Government formation talks on education have been called “detailed, but productive", as delegations from Fianna Fáil, Fine Gael, and the Green Party work to meet a “hard deadline” set down by the Taoiseach.
Much of the discussion in yesterday’s talks is understood to have focused on access to education, as well as the future of third-level fees.
All three sides will continue to meet over the weekend to discuss social protection issues including how the new government will approach the pandemic-related payments. Those meetings will include discussion on some financial issues which have not yet been sorted.
It is hoped that this weekend’s talks will yield results to allow the parties to move on to issues which the Taoiseach characterised as “perhaps ... a little bit more contentious”.
There is still believed to be “a decent amount” of negotiation needed to bring all three sides to a compromise on housing, agriculture. and transport.
That means that a deal may not ready by the end of next week, with sources saying that it may be the beginning of the following week before a deal is agreed.
Taoiseach Leo Varadkar said there is now a “hard deadline” on formation of a government before the end of June.

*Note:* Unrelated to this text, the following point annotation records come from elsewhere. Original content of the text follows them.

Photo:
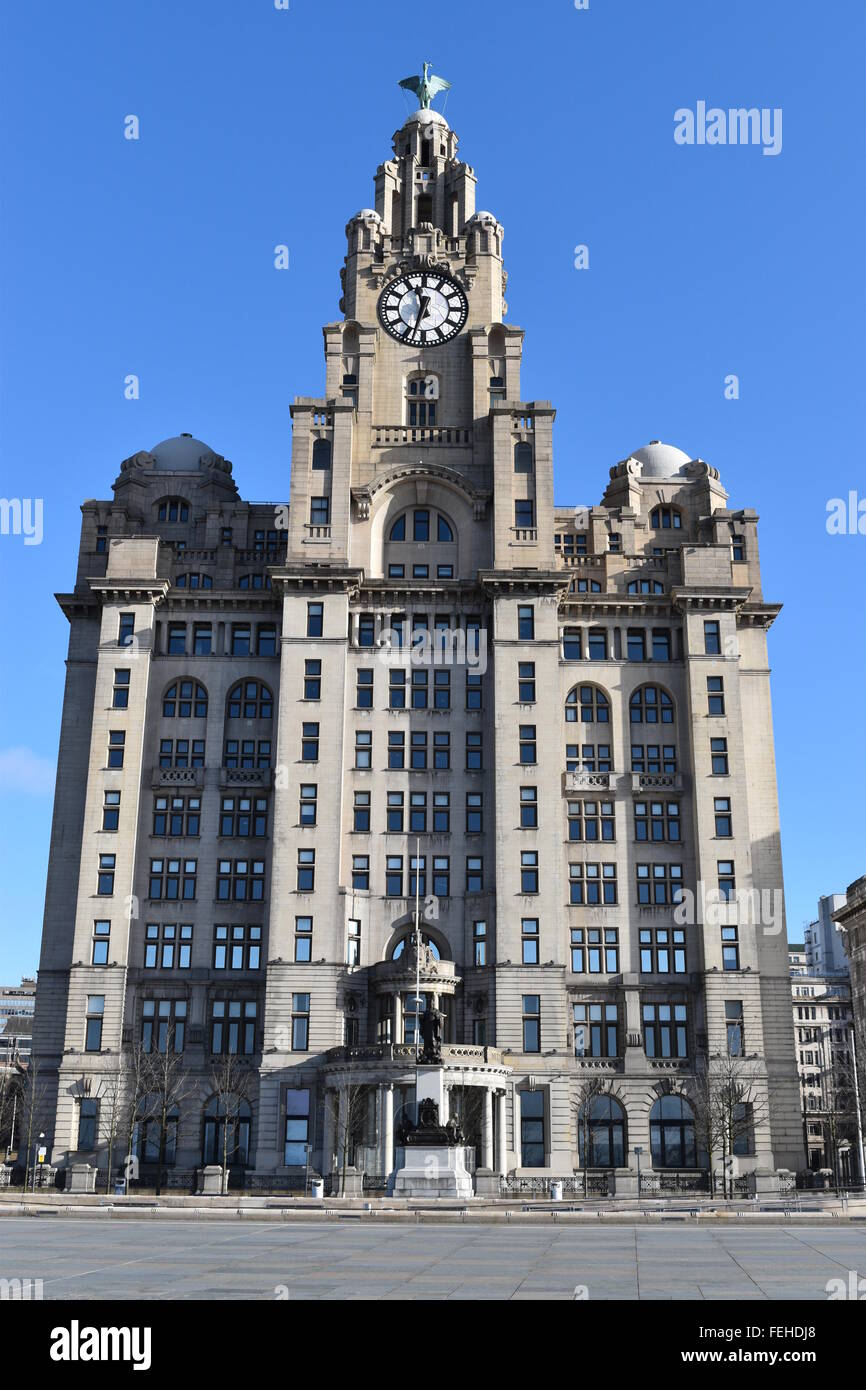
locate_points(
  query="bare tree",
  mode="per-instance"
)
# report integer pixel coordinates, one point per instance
(349, 1119)
(583, 1105)
(231, 1082)
(166, 1086)
(730, 1100)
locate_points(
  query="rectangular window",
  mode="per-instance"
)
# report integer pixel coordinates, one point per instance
(474, 813)
(117, 741)
(733, 1023)
(396, 748)
(527, 744)
(363, 692)
(715, 695)
(662, 950)
(120, 695)
(730, 948)
(111, 809)
(595, 1030)
(242, 880)
(306, 870)
(417, 755)
(307, 805)
(312, 680)
(316, 619)
(659, 884)
(528, 870)
(656, 820)
(665, 1030)
(528, 937)
(303, 938)
(474, 752)
(106, 876)
(168, 944)
(93, 1025)
(266, 640)
(298, 1129)
(591, 820)
(712, 638)
(719, 756)
(474, 873)
(592, 884)
(99, 948)
(363, 749)
(232, 1027)
(473, 690)
(660, 644)
(441, 752)
(480, 943)
(243, 816)
(309, 745)
(572, 644)
(531, 1027)
(526, 683)
(635, 645)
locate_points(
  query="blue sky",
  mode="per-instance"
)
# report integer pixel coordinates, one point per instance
(263, 127)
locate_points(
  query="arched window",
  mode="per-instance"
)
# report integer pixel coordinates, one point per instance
(173, 509)
(587, 705)
(665, 519)
(185, 699)
(214, 1141)
(250, 699)
(601, 1133)
(421, 401)
(651, 705)
(149, 1132)
(405, 941)
(193, 581)
(523, 456)
(672, 1133)
(321, 453)
(424, 524)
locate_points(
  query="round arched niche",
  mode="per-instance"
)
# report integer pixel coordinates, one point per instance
(437, 496)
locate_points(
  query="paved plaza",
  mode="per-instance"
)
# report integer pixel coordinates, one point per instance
(81, 1258)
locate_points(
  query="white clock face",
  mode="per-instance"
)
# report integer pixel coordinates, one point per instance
(423, 309)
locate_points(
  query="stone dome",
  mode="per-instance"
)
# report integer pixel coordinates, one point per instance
(427, 117)
(660, 460)
(184, 453)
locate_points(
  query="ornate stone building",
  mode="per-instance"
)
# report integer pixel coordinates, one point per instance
(420, 677)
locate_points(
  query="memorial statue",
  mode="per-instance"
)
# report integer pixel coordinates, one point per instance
(431, 1037)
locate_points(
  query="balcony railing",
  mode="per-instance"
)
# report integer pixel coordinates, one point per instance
(427, 435)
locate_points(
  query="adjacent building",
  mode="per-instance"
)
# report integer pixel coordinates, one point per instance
(417, 684)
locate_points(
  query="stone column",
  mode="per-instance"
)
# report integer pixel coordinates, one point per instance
(501, 1134)
(487, 1130)
(327, 1144)
(387, 1130)
(342, 1119)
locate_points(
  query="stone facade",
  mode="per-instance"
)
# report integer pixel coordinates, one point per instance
(598, 738)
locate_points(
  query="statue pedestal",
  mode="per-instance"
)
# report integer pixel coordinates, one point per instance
(434, 1171)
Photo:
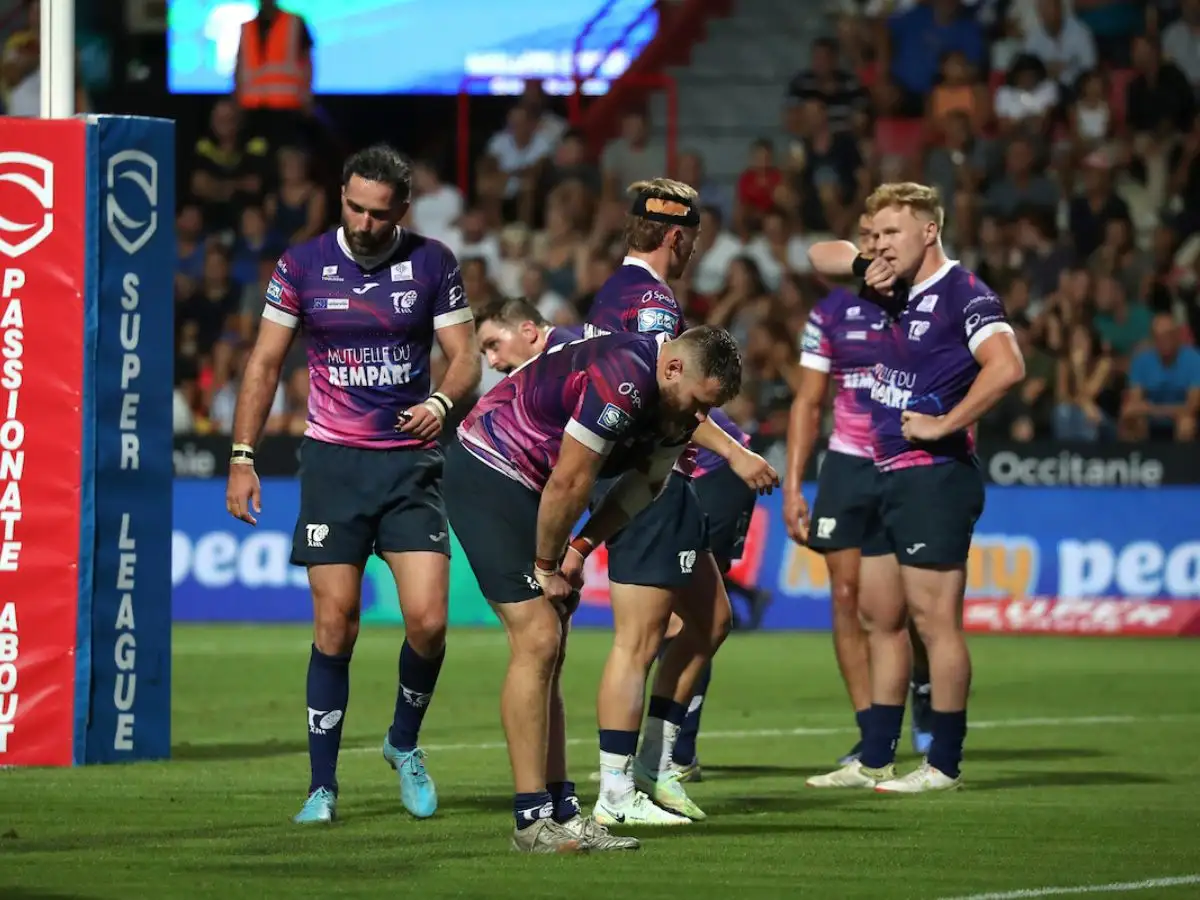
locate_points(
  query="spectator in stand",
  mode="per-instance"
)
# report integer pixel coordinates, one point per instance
(514, 162)
(1159, 99)
(778, 250)
(1020, 187)
(915, 45)
(472, 240)
(1062, 42)
(1123, 324)
(634, 156)
(228, 168)
(838, 88)
(1079, 381)
(960, 90)
(436, 205)
(1092, 209)
(1181, 41)
(715, 249)
(757, 183)
(1163, 399)
(295, 209)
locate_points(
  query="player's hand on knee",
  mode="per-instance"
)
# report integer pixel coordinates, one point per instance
(420, 421)
(755, 471)
(796, 516)
(244, 493)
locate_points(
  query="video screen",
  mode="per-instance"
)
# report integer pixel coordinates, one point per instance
(419, 46)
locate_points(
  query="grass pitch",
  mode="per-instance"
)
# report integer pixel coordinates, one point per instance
(1081, 769)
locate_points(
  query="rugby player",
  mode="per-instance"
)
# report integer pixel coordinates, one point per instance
(520, 477)
(949, 357)
(859, 492)
(372, 298)
(665, 557)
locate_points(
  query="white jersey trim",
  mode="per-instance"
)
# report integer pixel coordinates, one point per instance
(815, 361)
(587, 437)
(274, 313)
(995, 328)
(455, 317)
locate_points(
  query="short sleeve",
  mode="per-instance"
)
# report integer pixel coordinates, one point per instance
(816, 349)
(617, 387)
(450, 307)
(982, 317)
(283, 293)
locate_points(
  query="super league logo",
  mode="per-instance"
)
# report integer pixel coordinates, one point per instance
(39, 184)
(141, 171)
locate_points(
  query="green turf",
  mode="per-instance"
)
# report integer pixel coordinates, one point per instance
(1071, 801)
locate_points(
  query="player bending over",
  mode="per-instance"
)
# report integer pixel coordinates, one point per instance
(949, 357)
(664, 559)
(372, 298)
(519, 479)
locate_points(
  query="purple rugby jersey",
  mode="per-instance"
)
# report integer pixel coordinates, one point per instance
(843, 339)
(370, 327)
(636, 299)
(928, 364)
(603, 391)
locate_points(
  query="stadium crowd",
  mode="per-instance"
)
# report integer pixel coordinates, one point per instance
(1065, 139)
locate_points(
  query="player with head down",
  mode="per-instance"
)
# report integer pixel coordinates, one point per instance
(519, 479)
(665, 558)
(372, 298)
(951, 357)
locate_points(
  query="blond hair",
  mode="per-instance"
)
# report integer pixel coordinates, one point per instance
(642, 234)
(922, 199)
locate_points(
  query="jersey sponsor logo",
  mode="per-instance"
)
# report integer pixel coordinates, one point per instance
(810, 341)
(657, 321)
(403, 300)
(330, 303)
(615, 419)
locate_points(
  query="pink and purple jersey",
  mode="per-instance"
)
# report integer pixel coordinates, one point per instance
(636, 299)
(370, 327)
(843, 339)
(603, 391)
(928, 364)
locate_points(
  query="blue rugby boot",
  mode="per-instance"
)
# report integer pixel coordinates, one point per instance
(417, 789)
(321, 807)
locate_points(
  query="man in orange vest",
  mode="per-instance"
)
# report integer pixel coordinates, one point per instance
(273, 81)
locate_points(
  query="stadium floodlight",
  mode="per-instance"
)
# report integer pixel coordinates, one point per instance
(58, 69)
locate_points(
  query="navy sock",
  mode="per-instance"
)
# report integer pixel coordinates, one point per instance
(528, 808)
(328, 693)
(685, 744)
(881, 735)
(418, 678)
(949, 732)
(567, 803)
(619, 743)
(861, 718)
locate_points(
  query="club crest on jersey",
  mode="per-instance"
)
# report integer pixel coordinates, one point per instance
(657, 321)
(403, 301)
(615, 419)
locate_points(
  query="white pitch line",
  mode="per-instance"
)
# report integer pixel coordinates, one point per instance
(1125, 887)
(1037, 723)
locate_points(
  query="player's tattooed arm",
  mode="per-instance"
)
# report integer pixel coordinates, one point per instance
(261, 381)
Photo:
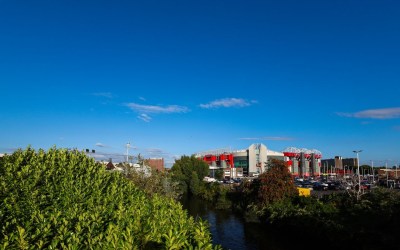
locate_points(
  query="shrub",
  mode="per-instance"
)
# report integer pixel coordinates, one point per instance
(64, 200)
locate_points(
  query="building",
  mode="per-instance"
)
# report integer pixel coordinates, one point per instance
(339, 165)
(303, 162)
(156, 163)
(251, 161)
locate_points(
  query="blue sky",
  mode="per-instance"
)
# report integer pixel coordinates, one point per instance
(178, 77)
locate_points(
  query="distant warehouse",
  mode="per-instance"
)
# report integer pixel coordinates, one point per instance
(253, 161)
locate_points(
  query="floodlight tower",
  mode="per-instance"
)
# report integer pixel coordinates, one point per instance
(127, 150)
(358, 169)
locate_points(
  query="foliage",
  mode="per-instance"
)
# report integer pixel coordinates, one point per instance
(155, 182)
(276, 184)
(63, 200)
(219, 174)
(183, 169)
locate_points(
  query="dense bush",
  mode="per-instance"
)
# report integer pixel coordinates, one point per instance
(64, 200)
(189, 172)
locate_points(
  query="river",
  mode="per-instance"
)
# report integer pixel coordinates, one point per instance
(230, 230)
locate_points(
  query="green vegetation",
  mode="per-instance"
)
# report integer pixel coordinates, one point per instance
(338, 220)
(64, 200)
(189, 172)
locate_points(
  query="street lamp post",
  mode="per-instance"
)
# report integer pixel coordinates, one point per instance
(358, 169)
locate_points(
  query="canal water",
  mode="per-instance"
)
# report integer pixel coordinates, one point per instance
(230, 230)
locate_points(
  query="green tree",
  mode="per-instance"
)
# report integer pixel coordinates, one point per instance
(64, 200)
(183, 170)
(276, 184)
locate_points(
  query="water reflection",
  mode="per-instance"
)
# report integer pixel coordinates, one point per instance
(230, 230)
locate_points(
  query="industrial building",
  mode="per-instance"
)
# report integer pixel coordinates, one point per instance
(339, 165)
(303, 162)
(253, 160)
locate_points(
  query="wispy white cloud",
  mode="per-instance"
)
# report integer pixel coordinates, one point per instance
(267, 138)
(104, 94)
(144, 117)
(227, 103)
(386, 113)
(157, 109)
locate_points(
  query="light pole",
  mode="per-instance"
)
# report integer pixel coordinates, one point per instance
(127, 151)
(373, 172)
(358, 169)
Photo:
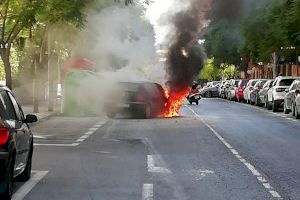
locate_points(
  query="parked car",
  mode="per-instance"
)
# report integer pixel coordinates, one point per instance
(230, 92)
(140, 99)
(16, 143)
(239, 92)
(222, 88)
(248, 89)
(290, 97)
(254, 94)
(296, 105)
(263, 93)
(277, 92)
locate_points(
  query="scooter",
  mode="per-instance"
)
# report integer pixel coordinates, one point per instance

Mr Varadkar said that this deadline is necessary to deal with a backlog of legislation that needs to be passed, including a Brexit bill. Mr Varadkar also cited legislation around the European Investment Bank’s pandemic funding and a need to renew the Criminal Justice (Amendment) Act 2009, which gives powers to the Special Criminal Court.
Justice minister Charlie Flanagan last week received Cabinet approval to bring its renewal to the Dáil, extending the powers of the non-jury court by 12 months.
“We’re probably at the point now where we’re going to need to try to find compromises on the things that are a little bit more contentious,” said Mr Varadkar
“But the objective is to agree a programme for government by the end of next week and then be in a position to put it to the party memberships over the course of the following two weeks and then form a new government before the end of June. There’s many a slip between cup and lip, but I can guarantee you that everyone is working hard on this.
“Certainly the parties that are serious about being in government are working very hard.”
He said that if a deal is not done, alternatives will have to be considered and “they’re very difficult, as you can imagine”.
The Taoiseach added that he has not given any thought to those alternatives, up to and including a general election, saying: “I really don’t want to speculate on alternatives because I’m not planning for them.”
Sources say that among the negotiators, there is “little to no” talk of alternatives and they maintain that all three sides are committed to reaching a deal.
The leaders of the three parties met yesterday morning, Mr Varadkar said.